Newman then quotes a passage from the article "Genesis and Evolution" by philosopher Peter van Inwagen:

Why doesn't Genesis get it right not only in essence but in detail? Why doesn't Genesis get it wholly right? After all, we expect a reliable source to get even relatively unimportant details right, insofar as it is able, and God knows all the details. The beginning, but not the end, of the answer to this question is that if Genesis did get it right in every detail, most people couldn't understand it. ... A scientifically accurate rewriting of Genesis...would turn it into something all but useless, for the result would be inaccessible to most people at most places and times. Only a few people like you and me—who are simply freaks from the historical and anthropological point of view—could penetrate even its surface. I wonder how many of us believe at some level, that God...regards scientifically educated people as being somehow the human norm and therefore regards Amazonian Indians or elementary-school dropouts as being less worthy of His attention than we; I wonder whether many of us aren't disposed to think that if the Bible were divinely inspired it would be written with the preoccupations of the scientifically educated in mind? I will not bother to quote the very clear dominical and Pauline repudiations of the values that underlie this judgment. Everyone is of equal value to God and the Bible is addressed to everyone.

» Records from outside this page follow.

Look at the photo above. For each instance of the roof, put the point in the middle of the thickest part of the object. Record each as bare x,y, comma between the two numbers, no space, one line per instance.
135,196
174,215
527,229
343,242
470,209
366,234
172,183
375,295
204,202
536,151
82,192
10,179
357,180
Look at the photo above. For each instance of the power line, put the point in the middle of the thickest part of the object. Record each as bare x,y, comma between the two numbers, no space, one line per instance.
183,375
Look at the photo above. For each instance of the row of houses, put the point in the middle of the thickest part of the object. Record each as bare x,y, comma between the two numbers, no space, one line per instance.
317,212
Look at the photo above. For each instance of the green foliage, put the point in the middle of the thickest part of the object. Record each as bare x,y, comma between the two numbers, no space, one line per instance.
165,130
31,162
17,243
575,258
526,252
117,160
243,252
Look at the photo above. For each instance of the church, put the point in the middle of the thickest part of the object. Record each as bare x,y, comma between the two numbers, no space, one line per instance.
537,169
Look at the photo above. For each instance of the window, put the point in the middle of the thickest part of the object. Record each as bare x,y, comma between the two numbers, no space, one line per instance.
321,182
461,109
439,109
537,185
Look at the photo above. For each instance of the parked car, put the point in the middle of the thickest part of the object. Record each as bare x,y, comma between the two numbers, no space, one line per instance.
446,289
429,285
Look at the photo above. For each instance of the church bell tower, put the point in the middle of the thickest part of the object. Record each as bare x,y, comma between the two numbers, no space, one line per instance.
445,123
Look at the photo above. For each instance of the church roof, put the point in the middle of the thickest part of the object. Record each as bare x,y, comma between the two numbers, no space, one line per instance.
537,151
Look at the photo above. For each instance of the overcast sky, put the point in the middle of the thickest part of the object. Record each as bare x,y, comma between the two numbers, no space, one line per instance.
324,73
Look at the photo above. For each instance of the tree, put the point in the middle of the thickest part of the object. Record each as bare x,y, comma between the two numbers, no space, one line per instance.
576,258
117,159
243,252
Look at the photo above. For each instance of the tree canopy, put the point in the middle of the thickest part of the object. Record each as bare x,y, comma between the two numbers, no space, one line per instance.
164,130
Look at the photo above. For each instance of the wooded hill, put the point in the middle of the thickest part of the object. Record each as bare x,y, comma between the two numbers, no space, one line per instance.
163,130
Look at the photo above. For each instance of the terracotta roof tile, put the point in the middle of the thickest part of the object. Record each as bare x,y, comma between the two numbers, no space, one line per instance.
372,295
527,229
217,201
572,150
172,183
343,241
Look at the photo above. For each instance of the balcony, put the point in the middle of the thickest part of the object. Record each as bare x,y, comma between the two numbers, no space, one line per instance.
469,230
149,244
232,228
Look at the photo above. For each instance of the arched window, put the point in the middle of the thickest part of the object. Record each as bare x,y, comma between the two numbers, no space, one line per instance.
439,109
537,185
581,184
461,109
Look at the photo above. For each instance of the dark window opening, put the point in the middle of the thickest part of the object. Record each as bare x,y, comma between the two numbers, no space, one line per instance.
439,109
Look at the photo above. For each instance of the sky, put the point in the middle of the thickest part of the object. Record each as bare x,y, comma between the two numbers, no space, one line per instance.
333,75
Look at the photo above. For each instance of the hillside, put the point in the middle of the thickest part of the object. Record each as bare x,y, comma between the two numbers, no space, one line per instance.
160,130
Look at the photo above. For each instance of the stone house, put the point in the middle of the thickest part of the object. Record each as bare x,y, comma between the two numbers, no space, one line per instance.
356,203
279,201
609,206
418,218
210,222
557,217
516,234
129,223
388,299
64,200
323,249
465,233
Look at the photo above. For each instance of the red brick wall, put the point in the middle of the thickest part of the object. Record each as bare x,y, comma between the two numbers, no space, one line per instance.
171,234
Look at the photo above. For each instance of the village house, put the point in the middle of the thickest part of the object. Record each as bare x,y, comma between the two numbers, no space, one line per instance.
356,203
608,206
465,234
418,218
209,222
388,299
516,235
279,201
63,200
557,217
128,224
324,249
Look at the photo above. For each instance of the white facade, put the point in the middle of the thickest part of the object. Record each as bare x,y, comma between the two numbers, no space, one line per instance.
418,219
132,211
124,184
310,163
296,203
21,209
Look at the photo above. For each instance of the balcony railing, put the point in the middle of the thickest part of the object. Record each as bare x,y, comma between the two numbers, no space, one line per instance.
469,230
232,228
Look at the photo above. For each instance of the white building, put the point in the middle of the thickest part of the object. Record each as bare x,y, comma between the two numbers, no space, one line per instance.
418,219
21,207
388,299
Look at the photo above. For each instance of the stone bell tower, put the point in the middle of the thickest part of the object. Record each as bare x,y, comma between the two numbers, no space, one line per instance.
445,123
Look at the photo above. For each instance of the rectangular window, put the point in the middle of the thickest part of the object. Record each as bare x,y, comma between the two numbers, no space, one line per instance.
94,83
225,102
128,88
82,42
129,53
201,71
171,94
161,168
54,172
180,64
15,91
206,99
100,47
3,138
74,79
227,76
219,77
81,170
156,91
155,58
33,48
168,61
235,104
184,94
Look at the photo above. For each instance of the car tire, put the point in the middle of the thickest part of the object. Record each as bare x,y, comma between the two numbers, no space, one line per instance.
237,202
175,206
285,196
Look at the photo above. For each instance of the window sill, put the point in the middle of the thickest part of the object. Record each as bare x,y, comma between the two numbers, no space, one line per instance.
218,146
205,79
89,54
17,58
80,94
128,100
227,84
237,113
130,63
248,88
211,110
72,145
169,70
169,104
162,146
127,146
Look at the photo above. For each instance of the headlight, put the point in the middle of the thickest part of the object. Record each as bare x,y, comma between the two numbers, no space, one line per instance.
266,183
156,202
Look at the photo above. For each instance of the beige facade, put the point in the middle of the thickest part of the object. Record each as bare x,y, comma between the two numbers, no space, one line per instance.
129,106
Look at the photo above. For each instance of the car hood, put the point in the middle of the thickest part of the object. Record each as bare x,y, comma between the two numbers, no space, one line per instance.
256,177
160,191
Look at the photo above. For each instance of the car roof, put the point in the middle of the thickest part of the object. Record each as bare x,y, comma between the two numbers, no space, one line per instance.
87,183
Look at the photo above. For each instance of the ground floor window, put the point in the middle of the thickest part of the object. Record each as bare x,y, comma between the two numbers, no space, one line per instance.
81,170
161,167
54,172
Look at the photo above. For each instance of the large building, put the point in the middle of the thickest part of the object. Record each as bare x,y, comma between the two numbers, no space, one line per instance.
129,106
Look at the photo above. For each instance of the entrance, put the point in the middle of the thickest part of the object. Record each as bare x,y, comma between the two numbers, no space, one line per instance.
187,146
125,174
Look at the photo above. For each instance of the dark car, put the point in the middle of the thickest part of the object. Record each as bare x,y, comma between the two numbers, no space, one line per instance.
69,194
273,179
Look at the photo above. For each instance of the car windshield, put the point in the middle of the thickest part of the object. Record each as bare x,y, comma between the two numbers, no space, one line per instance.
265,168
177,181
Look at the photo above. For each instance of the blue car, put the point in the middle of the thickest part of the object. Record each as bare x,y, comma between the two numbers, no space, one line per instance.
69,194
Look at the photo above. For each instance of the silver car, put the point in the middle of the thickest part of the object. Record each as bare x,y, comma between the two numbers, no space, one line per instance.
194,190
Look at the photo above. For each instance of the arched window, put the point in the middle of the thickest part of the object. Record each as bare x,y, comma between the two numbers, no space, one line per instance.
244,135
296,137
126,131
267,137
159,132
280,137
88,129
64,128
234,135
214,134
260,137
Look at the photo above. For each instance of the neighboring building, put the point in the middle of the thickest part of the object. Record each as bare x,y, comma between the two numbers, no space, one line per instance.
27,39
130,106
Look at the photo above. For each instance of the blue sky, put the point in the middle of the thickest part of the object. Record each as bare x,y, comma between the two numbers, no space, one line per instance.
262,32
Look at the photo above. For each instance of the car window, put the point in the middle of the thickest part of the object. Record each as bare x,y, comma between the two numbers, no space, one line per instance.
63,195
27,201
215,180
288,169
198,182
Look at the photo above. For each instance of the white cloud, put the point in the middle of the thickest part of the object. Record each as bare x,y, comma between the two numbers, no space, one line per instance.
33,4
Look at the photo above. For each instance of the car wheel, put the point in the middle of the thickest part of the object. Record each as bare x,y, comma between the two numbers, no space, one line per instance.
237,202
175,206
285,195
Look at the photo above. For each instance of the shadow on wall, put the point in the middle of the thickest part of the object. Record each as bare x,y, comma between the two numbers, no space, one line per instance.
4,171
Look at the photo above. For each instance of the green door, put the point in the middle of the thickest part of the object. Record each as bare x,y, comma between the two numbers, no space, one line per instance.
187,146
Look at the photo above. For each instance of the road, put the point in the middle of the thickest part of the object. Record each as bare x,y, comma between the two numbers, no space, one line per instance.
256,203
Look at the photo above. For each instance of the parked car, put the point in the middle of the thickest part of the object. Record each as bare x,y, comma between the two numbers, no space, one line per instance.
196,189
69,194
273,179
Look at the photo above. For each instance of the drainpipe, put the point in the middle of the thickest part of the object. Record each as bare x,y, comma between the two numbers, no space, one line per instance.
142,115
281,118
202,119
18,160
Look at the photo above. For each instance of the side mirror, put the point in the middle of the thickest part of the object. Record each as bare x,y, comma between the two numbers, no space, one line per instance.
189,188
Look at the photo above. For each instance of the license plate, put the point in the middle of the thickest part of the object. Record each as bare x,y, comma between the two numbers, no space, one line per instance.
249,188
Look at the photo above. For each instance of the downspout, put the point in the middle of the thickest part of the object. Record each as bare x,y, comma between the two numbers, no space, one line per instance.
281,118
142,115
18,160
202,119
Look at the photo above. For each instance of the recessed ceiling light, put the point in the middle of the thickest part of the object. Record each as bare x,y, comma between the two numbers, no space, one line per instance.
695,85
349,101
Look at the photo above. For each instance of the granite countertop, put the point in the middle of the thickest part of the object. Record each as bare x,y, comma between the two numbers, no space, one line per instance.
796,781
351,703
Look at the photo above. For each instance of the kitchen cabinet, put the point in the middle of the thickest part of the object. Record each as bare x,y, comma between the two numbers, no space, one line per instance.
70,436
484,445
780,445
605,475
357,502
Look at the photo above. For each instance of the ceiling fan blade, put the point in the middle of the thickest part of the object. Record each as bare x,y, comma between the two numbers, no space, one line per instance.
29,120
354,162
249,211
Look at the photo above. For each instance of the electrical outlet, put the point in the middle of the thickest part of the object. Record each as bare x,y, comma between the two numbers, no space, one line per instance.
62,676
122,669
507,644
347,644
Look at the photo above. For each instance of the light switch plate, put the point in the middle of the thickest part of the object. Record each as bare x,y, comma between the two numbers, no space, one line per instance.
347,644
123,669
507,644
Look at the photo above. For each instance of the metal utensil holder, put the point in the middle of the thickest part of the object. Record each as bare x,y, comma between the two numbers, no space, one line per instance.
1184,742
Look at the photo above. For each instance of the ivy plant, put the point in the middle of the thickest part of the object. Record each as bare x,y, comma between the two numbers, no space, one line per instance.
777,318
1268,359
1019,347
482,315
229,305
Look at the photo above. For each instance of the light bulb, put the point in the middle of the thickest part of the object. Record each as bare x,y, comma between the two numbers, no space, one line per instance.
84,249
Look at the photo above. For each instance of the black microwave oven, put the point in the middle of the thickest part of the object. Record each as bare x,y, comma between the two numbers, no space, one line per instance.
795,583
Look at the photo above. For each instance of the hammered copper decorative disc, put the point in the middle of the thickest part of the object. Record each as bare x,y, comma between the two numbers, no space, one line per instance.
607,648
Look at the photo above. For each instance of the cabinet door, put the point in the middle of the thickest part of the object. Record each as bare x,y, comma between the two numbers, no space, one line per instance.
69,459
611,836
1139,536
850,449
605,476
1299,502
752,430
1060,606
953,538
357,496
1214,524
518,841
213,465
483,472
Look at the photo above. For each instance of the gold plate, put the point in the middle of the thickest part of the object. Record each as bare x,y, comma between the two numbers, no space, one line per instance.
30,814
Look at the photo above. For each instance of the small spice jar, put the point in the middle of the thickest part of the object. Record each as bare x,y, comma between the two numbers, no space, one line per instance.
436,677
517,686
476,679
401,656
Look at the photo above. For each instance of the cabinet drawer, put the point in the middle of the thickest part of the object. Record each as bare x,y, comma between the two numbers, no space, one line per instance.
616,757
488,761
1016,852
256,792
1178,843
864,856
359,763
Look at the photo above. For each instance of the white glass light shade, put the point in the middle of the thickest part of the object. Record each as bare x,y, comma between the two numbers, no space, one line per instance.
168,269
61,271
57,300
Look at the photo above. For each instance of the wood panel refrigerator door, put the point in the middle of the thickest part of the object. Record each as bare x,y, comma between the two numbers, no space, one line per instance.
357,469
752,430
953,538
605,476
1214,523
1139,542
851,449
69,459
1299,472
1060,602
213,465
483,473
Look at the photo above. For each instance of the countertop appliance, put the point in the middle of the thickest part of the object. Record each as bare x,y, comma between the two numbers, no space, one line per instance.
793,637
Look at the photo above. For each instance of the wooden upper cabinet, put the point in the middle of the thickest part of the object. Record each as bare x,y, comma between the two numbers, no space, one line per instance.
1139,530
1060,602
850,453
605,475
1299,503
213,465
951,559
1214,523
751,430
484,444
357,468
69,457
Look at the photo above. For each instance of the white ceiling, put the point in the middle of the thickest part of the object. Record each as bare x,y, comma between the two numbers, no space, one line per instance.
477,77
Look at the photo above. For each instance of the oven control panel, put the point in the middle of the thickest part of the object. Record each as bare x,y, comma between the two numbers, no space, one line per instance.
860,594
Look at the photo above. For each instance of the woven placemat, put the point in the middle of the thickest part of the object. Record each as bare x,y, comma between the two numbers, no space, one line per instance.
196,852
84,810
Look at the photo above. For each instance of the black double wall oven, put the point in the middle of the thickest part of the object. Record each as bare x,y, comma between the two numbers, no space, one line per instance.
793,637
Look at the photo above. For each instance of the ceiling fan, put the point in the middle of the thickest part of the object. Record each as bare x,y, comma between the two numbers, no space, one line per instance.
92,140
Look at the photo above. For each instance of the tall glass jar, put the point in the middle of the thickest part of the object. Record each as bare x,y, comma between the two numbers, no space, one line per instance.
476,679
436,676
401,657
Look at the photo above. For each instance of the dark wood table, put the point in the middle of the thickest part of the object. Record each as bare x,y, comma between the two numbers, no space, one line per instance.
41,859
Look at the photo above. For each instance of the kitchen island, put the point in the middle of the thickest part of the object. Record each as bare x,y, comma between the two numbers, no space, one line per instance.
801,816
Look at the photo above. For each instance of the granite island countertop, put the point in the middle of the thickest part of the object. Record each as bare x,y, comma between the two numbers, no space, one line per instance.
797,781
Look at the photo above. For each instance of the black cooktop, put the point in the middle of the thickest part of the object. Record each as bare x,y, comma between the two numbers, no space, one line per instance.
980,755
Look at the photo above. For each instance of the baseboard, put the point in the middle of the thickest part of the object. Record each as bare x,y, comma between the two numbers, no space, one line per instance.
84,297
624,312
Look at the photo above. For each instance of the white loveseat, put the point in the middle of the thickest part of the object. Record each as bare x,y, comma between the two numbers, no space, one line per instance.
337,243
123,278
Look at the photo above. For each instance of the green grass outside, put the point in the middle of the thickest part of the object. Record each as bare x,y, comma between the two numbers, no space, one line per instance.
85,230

Later, van Inwagen addresses the question: What does someone who takes Genesis 1 as "literally" as possible come to believe?

This person would thereby come to believe many true things and many false things. Among the false things there would be...the proposition that the alternation of day and night existed before the sun, and the proposition that Aves and Pisces are coevals. We could make quite a list of such false propositions. Here are some of the true ones. That the world is finite in space and time—at least time past. That it has not always been as it is now but has changed from primal chaos into its present form. That it owes its existence and its features to an immeasurably powerful being who made it to serve His purposes. That it was originally not evil and not neutral but simply good. That human beings are part of this world [and] formed from its elements—that they were not separately created and then placed in it like figurines in a China cabinet. That the stars and the moon are inanimate objects and are without any religious significance—that, at least in relation to human beings, their main purpose is to mark the hours and the seasons. That it is not only kings but all men and women who are images of the divine. That human beings have been granted a special sort of authority over the rest of nature. That these divine images, the stewards of all nature, have, almost from their creation, disobeyed God, and have thereby marred the primal goodness of the world and have separated themselves from God and now wander as exiles in a realm of sin and death.

I shall leave the matter there for now.